Color: A darker pigment in the center (from Syrah and Mourvèdre) but brighter, kind of ruby colors showed on the edge and the rim was a little watery (from the other grapes).

Smell: This smelled hot from the alcohol (Grenache can give off that hot smell, BTW). The wine was light and pleasant though, and there was a really great and distinct mineral component. A second sniff gave off strawberry and raspberry but it was kind of hidden behind the wet rock/mineral thing.

Taste: To me, Perrin et Fils (who also owns Chateau Beaucastel, who makes Tablas Creek wines, which I’ve reviewed) always does a really great job. I actively seek out their wines because I know they put care into all tiers. They are a safe bet for me.

This wine had great tart cherry, dried strawberry, pomegranate, black pepper, and mineral flavors. The acid was prominent but not overwhelming, and there were soft tannins that added dimension without killing your mouth.

Food: This wine would do well with mushroom-based sauces and roasted stuff. It needs something earthy to balance its acid and slight bitterness, but not something too heavy that will kill its fabulous fruit components. Roasted foods should do it.

 

Drink or Down the Sink?: Drink. Although slightly bitter and a tad hot on the palate, the overall impression of wine was well balanced. The tart fruit was lively, the wet rock was awesome and interesting, and the acidic texture was vibrant. Best of all, for a weeknight wine, this is an unbelievable value.

 

  • Love all the Perrin wines. They’re a great way for people to cheaply experience the Rhone. You ought to try the Villages too if you get the chance. It’s got a bit more structure and is a bit more serious. Only a couple bucks more.

    http://www.vivalawino.com/2009/09/perrin-fils-cotes-du-rhone-villages.html

  • Anonymous

    There is — or was — a “dirty little secret” regarding the Perrin/Beaucastel brands: minimum order number. Go into virtually any non-chain wine shop in Paris, and you see lots of Perrin sitting not far away from a few bottles of the Beaucastel Châteauneuf-du-Pape.Why’s that? Because the domaine imposed a minimum order, so to get only one or two cases of the CdP, the caviste had to inflate the order quantities up to a minimum order by adding the low-end products. Again, I do not know if this is still the case.

    That said, Perrin is perfectly drinkable, but in a discussion on Côtes du Rhône, why be so “commercial”? I used to have a wine shop in Paris that specialized in wines from southern France, and the Rhones were well represented. If you can find anything by the Domaine de l’Ameillaud (in Cairanne), particularly the 2009 Cotes du Rhone, run toward it. I tasted it still in cuve at ViniSud in February, and it was absolute velvet. Same goes for nearly anything by Domaine de Soumade, Corinne Couturier, the Alary brothers — all in the Rasteau and Cairanne area — and even the almost unknown Domaine Martin in Plan de Dieu.They all make splendid Rhones that are alarming in their affordability.In my five years as a caviste in Paris, I can make this bold claim: I never tasted a single bad estate-bottled Cotes du Rhone when searching them out in the south of France.
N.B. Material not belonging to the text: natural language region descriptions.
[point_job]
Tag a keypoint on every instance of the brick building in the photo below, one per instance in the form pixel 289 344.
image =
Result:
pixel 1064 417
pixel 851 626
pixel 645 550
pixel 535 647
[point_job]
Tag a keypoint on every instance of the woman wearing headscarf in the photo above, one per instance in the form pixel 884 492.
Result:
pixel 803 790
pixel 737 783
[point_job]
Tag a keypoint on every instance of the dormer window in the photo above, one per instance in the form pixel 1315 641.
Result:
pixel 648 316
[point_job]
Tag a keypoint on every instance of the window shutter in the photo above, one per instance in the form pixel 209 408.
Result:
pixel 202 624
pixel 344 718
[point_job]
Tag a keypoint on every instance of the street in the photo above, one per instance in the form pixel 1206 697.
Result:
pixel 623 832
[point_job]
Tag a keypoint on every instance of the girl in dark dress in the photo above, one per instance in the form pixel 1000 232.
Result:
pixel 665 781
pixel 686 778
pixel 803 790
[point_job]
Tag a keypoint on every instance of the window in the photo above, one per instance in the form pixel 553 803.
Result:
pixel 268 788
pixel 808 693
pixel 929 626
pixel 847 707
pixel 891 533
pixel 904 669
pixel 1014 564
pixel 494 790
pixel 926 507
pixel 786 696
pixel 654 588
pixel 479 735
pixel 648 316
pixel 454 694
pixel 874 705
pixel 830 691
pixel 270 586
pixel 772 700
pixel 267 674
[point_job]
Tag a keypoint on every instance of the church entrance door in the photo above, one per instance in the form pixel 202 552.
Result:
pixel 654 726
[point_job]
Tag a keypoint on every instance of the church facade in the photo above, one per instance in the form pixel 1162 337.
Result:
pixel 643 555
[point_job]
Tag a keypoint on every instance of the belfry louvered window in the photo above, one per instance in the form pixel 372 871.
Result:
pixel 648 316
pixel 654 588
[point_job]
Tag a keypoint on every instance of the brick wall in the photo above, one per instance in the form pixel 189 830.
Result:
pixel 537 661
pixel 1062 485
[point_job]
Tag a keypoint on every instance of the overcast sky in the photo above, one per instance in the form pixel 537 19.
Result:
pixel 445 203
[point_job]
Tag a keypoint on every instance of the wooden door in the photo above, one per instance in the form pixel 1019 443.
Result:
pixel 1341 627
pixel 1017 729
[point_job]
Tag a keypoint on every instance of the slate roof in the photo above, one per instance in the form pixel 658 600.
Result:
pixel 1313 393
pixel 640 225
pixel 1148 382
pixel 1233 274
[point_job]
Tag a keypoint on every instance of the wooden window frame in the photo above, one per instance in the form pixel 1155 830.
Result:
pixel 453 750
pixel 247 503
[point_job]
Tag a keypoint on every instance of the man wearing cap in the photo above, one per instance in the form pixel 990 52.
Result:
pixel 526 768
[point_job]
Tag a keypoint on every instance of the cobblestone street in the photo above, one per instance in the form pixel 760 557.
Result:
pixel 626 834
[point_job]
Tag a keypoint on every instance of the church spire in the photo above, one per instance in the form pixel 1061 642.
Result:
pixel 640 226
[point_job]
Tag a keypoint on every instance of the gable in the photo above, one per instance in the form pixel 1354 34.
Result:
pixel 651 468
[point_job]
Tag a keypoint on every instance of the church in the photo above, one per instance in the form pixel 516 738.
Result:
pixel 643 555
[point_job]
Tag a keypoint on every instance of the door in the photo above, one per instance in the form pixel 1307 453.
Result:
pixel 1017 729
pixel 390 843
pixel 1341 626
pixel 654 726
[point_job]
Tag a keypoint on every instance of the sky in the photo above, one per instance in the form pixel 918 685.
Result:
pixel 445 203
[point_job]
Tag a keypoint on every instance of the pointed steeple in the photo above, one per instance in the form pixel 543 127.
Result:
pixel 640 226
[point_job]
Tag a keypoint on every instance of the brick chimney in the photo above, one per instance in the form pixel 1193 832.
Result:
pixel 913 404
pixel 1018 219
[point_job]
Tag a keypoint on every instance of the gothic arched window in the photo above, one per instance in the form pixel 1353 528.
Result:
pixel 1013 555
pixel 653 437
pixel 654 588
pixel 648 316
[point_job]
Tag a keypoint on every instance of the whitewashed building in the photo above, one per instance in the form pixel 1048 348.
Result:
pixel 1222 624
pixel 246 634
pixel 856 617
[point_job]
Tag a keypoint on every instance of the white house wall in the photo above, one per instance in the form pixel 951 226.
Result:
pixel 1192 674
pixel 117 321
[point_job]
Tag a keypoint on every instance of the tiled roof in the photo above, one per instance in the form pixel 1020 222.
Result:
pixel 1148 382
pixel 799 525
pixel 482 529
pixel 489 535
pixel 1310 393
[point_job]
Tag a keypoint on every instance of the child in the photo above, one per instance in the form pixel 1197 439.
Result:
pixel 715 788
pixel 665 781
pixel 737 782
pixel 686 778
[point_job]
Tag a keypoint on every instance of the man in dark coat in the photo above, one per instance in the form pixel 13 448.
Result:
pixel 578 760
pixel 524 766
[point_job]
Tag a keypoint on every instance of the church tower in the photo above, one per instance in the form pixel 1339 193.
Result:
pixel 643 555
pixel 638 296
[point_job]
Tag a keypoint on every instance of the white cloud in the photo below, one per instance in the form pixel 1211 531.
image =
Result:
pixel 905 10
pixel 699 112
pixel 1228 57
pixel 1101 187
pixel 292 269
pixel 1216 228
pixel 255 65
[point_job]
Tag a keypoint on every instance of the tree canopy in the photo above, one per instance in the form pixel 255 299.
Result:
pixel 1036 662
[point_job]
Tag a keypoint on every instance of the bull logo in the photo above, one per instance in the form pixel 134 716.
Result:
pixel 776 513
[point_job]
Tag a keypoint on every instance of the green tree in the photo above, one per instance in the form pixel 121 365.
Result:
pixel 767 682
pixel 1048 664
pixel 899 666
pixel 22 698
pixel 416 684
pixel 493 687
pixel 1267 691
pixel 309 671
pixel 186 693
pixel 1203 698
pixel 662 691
  • I have no doubt that Perrin does that. I worked for a large wine company in California and all that dirty dealing seems to go on in this industry. Sad, but true. I’ve got limited access to some of the brands you are citing, but I will definitely look for them or try, at minimum to review something from Rasteau or something estate bottled.

    The beauty of the Perrin — it’s widely available, and affordable. Did you see the review on the Delas St. Esprit? What is your opinion of that wine? I’d love to hear!

    Thanks so much for reading and for your insightful comment!